Ao excluir o Poder Judiciário da peça orçamentária enviada ao Congresso Nacional, a presidente Dilma Rousseff quis dar visibilidade ao custo do aumento salarial de 56% a uma elite de servidores cujos ganhos, somados o salário-base e os benefícios agregados ao contracheque, faz com que boa parcela já receba acima do teto dos juízes.

João Bosco Rabello, O Estado de S.Paulo

04 de setembro de 2011 | 00h00

A restrição do governo é à extensão do aumento a todo o Poder Judiciário. Gostaria que ele fosse limitado aos 14% dos juízes dos tribunais superiores, mas ao forçar essa posição, impôs ao Superior Tribunal Federal (STF) o sentimento de humilhação e submeteu-o ainda mais à pressão dos servidores.

Dilma manteve a estratégia que vem cumprindo de expor as fontes de custos que considera incompatíveis com a crise econômica internacional e seus reflexos no Brasil e que permaneceram refratárias à pressão política do governo.

Fez assim com as emendas parlamentares, com os projetos que ampliam custos da Saúde e com salários de policiais e bombeiros.

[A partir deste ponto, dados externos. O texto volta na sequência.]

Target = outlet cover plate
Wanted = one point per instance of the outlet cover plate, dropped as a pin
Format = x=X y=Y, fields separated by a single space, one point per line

A conduta presidencial leva em conta principalmente os reajustes em pauta a partir de setembro, de metalúrgicos (20%) bancários e petroquímicos e o novo salário mínimo de R$ 620, a partir de janeiro, propulsores de consumo, em contraste com a queda combinada de juros com o Banco Central, obtida pela economia adicional de R$ 10 bilhões para aumentar o superávit.

Essa cifra é superada pelos aumentos em pauta no Congresso - principalmente o do Judiciário (R$ 8 bi) e do piso nacional de policiais e bombeiros (R$ 35 bi). E mais a a emenda 29, da saúde.

Veto

No contexto dos aumentos de custos em pauta na Câmara, o que efetivamente preocupa o governo é o que pode resultar da fixação de um piso nacional para policiais e bombeiros - a chamada PEC 300, que Dilma já disse que vetará, se vier a aprovada. A presidente, segundo auxiliares próximos, está disposta a assumir o ônus do veto. O aumento do Judiciário seguiu finalmente para o Congresso sem a devida cobertura, como um cheque sem fundos que o Legislativo terá de cobrir, eliminando outras despesas de seu interesse. A emenda 29, que amplia os gastos com saúde, é agora a que menos incomoda o governo.

Recado

Foi para o PR o recado de Lula de que Dilma não estará sozinha se vier a ser aprovada uma CPI da Corrupção, como ameaça o ex-ministro dos Transportes, Alfredo Nascimento. A adesão do PR tornaria viável o requerimento pretendido pela oposição.

Sindicalismo de toga

O conflito gerado pela exclusão do Judiciário no orçamento reabriu a discussão sobre o desgaste dos presidentes de tribunais superiores com aumento dos servidores. Segundo um ministro do STF, que já foi do Executivo, o atual sistema fez do presidente do STF, César Peluso, um líder sindical a defender sua categoria. "Funções técnicas comuns à administração pública, deveriam ter uma gestão única de RH", defende esse ministro.

Anatel

O PMDB não apoia mais Antonio Domingos Bedran para uma das vagas do Conselho Diretor da Anatel. O nome do partido agora é o do ex-consultor jurídico do Ministério das Comunicações, Marcelo Bechara, que já havia trabalhado lá durante a gestão Hélio Costa. Para a outra vaga, que foi aberta no final do ano passado, o nome forte é André Barbosa, do PT, ex-assessor de Dilma na Casa Civil. A ideia é enviar os dois nomes ao Senado, em um momento mais próximo do final do mandato de Ronaldo Sardenberg, em novembro.